Ct values of 16 reference genes in NF48 brain exposed to thyroid (T3). Variation of 16 reference genes mRNA expression (Ct) assessed using RT-qPCR (A) Control vs T3 (B) Control vs T3 vs NH3 (T3 antagonist) vs Triclosan. Analysis using four different statistical algorithms, geNorm, delta-CT, NormFinder and BestKeeper. Series of different comparison of experimental conditions (C) Control vs T3 (D) Control vs T3 vs NH3 (T3 antagonist) vs Triclosan.

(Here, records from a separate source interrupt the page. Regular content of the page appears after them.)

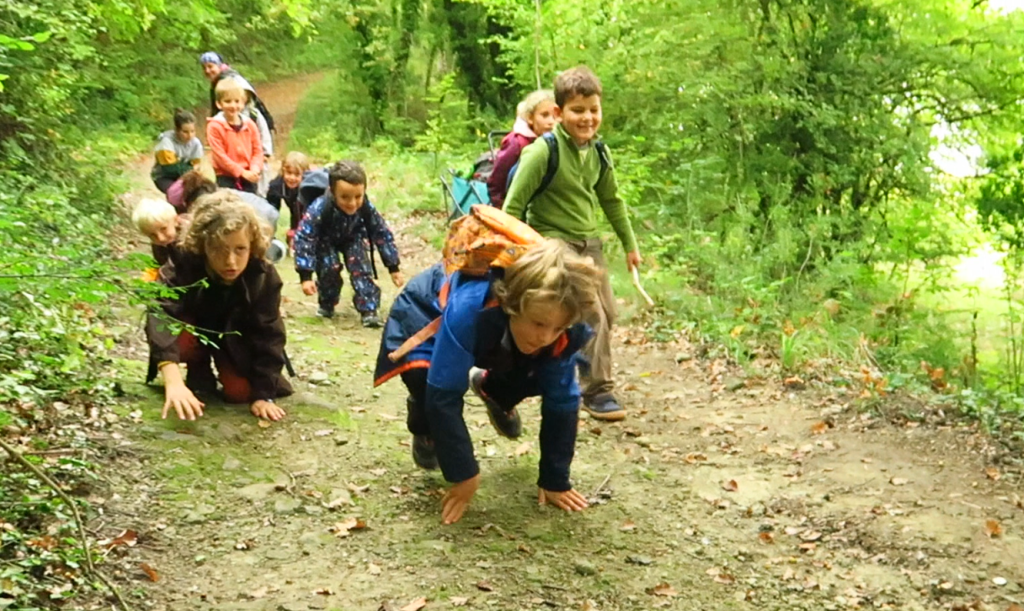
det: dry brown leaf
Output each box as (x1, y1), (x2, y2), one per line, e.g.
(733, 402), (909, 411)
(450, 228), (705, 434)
(328, 518), (367, 537)
(138, 562), (160, 581)
(99, 529), (138, 550)
(647, 582), (679, 597)
(398, 597), (427, 611)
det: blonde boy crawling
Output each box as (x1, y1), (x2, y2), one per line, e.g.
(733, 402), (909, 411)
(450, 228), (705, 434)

Finally, we used the two candidate reference genes identified from the Control vs T3 vs NH3 vs Triclosan group (Fig. 5D), i.e. ube2m.S and ralb.S, as normalisers and calculated the relative fold change of thyroid signalling genes (Fig. 6). As expected, altered expression levels of dio1, dio3 and tr β were observed under different experimental conditions (Fig. 6A,B and E respectively). No changes were observed for dio2 which is not surprising since dio2 is known to be regulated post translationally30,31. No change in gene expression was observed for Triclosan when compared to control. This may perhaps be due to the short exposure time (3 days) and low exposure concentration (10−7 M).

Figure 6
figure 6

Relative fold changes of thyroid signalling genes using reference genes in NF48 X. laevis brains. Results are presented as fold changes. The previously identified two candidate reference genes, ube2m.S and ralb.S, were used to normalise the expression of the thyroid signalling genes (A) dio1, (B) dio2, (C) dio3, (C) tr α, and (E) tr β. Statistics used one way ANOVA. Values represent means ± SD (n = 3); *P < 0.01, and **P < 0.001.

Conclusion

We have identified and characterised suitable reference genes for studying development (early whole embryo stages from NF0 to NF50), brains at later stages (including metamorphosis and adult), and thyroid signalling in X. laevis. We focused on identifying novel reference genes from the previously published RNA-seq data of 45,831 genes. We report various combinations of reference genes including sub1.L and slc35b1.L for early whole embryonic stages, and lpcat1.S and sub1.L, for latter whole embryos, and mcts1.L and slc35b1.L for brain during metamorphosis. These reference gene combinations will be of use to those studying early developmental networks during the different periods of embryogenesis. For NF48 brains exposed to thyroid hormone signalling and its antagonists/agonists, we report an optimal combination including eef1a1.S, ube2m.S and ralb.S. In addition, we further report the varying rankings by the four most common statistical algorithms used to characterise reference gene expression and stability. The differences in rankings are open to interpretation by the scientific community and their selection of reference genes according to their preferred statistical algorithm.